Express & Star

Thirty Seconds to Mars, Arena Birmingham - review

Jared Leto is an actor, a singer, a showman – and on stage he is a king.

Published
Jared Leto - King of the stage

Bounding around the stage with his regal cape fluttering behind, the Thirty Seconds to Mars frontman commanded the arena.

When Jared said ‘jump’ the whole standing section of Arena Birmingham pogoed as one. When Jared said ‘stand up’ the seated audience leapt to their feet. And when Jared says ‘open up the mosh pit’ – well you better stand back.

There was certainly pressure on Leto to entertain as the trio had become two – lead guitarist Tomo Milicevic has pulled out of the Monolith Tour to deal with ‘personal issues’. Leaving just Leto and brother Shannon, on drums, to own the stage.

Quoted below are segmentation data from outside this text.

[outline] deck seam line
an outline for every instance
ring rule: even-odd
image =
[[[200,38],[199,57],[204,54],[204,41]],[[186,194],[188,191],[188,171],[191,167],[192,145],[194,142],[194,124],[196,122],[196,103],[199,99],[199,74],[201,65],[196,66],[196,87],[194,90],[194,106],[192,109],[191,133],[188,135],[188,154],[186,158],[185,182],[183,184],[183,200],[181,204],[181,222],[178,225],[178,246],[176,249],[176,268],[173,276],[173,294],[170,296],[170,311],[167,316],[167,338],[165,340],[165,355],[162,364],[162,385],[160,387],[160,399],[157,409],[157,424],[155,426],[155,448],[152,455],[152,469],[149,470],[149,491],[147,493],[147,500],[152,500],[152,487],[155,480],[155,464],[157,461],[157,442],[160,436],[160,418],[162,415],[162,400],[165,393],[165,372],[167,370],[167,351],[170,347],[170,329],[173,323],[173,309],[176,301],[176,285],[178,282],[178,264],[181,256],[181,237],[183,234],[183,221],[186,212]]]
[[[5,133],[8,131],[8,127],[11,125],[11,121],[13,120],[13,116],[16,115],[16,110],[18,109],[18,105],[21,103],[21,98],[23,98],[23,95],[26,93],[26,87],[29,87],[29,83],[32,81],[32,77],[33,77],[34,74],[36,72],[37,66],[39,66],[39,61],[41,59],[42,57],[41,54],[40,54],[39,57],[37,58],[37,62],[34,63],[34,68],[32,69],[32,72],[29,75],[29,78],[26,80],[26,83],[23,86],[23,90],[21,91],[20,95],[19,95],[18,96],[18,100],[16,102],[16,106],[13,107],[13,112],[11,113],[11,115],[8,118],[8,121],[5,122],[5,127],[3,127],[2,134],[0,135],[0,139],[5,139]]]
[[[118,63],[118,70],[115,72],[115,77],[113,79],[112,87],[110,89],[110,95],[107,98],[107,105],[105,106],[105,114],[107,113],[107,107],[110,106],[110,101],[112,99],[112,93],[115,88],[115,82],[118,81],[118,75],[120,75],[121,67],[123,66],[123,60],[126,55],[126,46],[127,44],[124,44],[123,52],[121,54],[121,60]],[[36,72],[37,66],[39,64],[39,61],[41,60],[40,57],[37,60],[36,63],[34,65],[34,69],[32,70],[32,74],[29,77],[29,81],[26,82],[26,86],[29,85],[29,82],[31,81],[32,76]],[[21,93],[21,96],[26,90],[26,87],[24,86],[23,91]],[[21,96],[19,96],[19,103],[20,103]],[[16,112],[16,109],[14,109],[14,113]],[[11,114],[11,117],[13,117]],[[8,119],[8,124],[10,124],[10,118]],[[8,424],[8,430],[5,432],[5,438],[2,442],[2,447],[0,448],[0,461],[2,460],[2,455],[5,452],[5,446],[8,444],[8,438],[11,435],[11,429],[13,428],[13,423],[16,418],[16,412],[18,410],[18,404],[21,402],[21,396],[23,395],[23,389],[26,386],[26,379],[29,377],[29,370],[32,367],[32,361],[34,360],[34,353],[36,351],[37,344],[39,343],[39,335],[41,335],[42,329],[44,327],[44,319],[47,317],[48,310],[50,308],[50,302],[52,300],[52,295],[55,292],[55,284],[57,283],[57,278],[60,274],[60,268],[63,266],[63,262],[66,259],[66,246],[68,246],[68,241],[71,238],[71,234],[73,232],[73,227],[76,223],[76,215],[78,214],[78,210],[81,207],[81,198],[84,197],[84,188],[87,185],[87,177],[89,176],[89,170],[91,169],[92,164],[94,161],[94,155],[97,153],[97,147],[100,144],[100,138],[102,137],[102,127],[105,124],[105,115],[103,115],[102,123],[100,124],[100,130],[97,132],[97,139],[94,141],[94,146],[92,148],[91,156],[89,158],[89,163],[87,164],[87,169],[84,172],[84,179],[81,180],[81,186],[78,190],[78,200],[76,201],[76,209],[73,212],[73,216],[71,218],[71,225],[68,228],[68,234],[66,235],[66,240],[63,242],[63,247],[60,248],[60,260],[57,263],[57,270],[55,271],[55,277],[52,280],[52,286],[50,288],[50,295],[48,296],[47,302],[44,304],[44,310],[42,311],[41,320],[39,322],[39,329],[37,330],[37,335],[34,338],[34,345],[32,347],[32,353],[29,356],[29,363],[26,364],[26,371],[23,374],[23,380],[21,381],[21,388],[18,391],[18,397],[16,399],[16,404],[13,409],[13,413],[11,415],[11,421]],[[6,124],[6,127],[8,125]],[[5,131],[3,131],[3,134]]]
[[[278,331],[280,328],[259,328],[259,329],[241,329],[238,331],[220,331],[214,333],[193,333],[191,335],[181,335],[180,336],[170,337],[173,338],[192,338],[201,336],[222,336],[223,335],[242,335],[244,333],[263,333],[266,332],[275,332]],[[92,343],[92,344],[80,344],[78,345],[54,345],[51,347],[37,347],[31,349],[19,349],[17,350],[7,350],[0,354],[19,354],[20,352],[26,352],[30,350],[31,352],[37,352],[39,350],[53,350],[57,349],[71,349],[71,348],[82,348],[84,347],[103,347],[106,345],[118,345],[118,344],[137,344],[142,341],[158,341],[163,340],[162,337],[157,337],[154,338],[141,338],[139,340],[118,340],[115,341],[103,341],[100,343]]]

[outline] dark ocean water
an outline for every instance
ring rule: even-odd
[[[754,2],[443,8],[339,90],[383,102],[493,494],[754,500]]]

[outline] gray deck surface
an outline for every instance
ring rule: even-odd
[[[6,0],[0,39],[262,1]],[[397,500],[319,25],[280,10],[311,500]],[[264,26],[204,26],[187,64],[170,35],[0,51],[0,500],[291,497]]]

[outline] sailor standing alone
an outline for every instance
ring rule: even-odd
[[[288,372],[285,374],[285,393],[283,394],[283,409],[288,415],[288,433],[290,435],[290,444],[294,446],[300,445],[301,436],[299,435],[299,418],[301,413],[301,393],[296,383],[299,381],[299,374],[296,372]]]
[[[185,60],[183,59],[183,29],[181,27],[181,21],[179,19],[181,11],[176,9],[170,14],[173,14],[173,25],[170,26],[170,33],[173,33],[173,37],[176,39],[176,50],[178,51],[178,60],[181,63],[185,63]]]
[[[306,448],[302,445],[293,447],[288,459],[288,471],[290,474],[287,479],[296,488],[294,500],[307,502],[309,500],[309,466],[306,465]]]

But from the moment the house lights went down, this didn't look like it would be a problem. The brothers certainly like to make an entrance.

In a sci-fi moment, lights appeared in a huge crate-like ‘monolith’ in the centre of the arena as the sides began to rise forming a huge lighting rig – and revealing Jared and Shannon Leto.

They fired into such energetic tracks as Up in the Air and the favourite Kings and Queens with the enthusiasm and stage presence of an entire band. Leto interacted with the crowd straight away and almost immediately had the arena jumping, clapping and singing along.

The anthemic Search and Destroy from the This is War album, followed by the title track, united the crowd in song before dozens of enormous, inflated balls descended on the arena to be bounced and kicked around.

Chatting to the crowd once more Jared, in glittery gauntlets befitting royalty, invited two fans – including a lively ‘Nathan from Birmingham’ on stage to lead a ‘sing-off’ between the two sides of the arena.

The exuberance reached a crescendo with their biggest hit The Kill (Bury Me) from 2006, before the energy levels were taken down a little for a beautiful cover of Rihanna’s Stay – performed with a sultriness that she could only dream of (and while fully clothed!)

The pace stepped up again with Hurricane, popular sing-along City of Angels, the ‘hard-core’ Night of the Hunter before going into the encore with Rider, a new song from their fifth album which will be released on April 6 (as Jared may have mentioned once or twice). A relatively tame song and surprising choice to end this section.

They returned with another new song, Walk on Water, which has been a recent chart hit and has a very catchy chorus to inject some excitement back into the eager-to-sing crowd.

Dozens of fans then joined the band on stage, with Jared hand-picking ‘the crazy ones’ to finish with another This is War classic Closer to the Edge.

This was the Jared Leto show – with the man and the music running at 100mph from the off. It is impossible not to be completely absorbed by this charismatic frontman and caught up in the energetic performance.

Leto is king and clearly adored by his thousands of loyal subjects. After last night’s performance – long live the king.